Reportagem expõe que a pesquisa da CNC considera como endividados aqueles consumidores que têm dívidas a vencer, como empréstimo, cheque especial, carnês de lojas, financiamentos e compras no cartão de crédito, por exemplo. Em média, 78,5% das famílias brasileiras estavam nessa situação no mês de junho, segundo a pesquisa, um aumento de 0,2 pontos percentuais em comparação com maio.
Os estados com maior índice de endividados são Minas Gerais, Paraná e Rio Grande do Sul. Os três acima dos 90%.
Telejornal revela que 18,5% das famílias se consideraram muito endividadas é o maior nível já registrado pela pesquisa em toda a série histórica feita desde 2010.
“Isso só vem a chancelar que as pessoas estão usando mais o crédito e não estão pensando no depois. Eu uso o crédito agora, mas preciso ter uma organização financeira para evitar que essa situação de superendividamento me leve à inadimplência”, disse a economista da CNC, Izis Ferreira.
O percentual de inadimplentes também voltou a crescer em junho, depois de seis meses de queda, 29% das famílias estão com dívidas atrasadas, ou seja, praticamente uma em cada três. E 12% delas disseram que não vão ter condições de pagar. Quase metade desses inadimplentes têm dívidas vencidas há mais de três meses.

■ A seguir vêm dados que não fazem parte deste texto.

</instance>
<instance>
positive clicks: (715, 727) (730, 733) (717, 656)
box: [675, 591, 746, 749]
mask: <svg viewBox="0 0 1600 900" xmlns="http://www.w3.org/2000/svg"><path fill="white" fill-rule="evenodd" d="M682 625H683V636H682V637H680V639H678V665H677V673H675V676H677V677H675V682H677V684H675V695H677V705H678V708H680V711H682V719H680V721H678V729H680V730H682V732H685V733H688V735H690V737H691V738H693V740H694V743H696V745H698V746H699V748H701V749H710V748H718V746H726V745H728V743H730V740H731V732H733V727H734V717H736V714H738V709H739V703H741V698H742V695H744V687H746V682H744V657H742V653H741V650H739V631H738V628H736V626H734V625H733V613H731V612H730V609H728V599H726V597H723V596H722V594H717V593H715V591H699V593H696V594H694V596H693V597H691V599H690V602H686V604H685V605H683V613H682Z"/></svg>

Segundo a economista da CNC, a melhora no emprego e na renda e a redução da inflação nos últimos meses não resultaram numa queda na inadimplência no país, principalmente por causa da taxa de juros, que continua elevada, deixando as dívidas em atraso ainda mais caras. “Isso caracteriza pra gente que esse consumidor está com dificuldade de superar a inadimplência pq os juros altos encarecem o pagamento da dívida atrasada há mais tempo. Elas, provavelmente, não vão conseguir superar esse problema se não houver alguma iniciativa mais robusta para atacar a inadimplência”, completou Izis.
Reportagem semelhante foi exibida no Hora Um (TV Globo).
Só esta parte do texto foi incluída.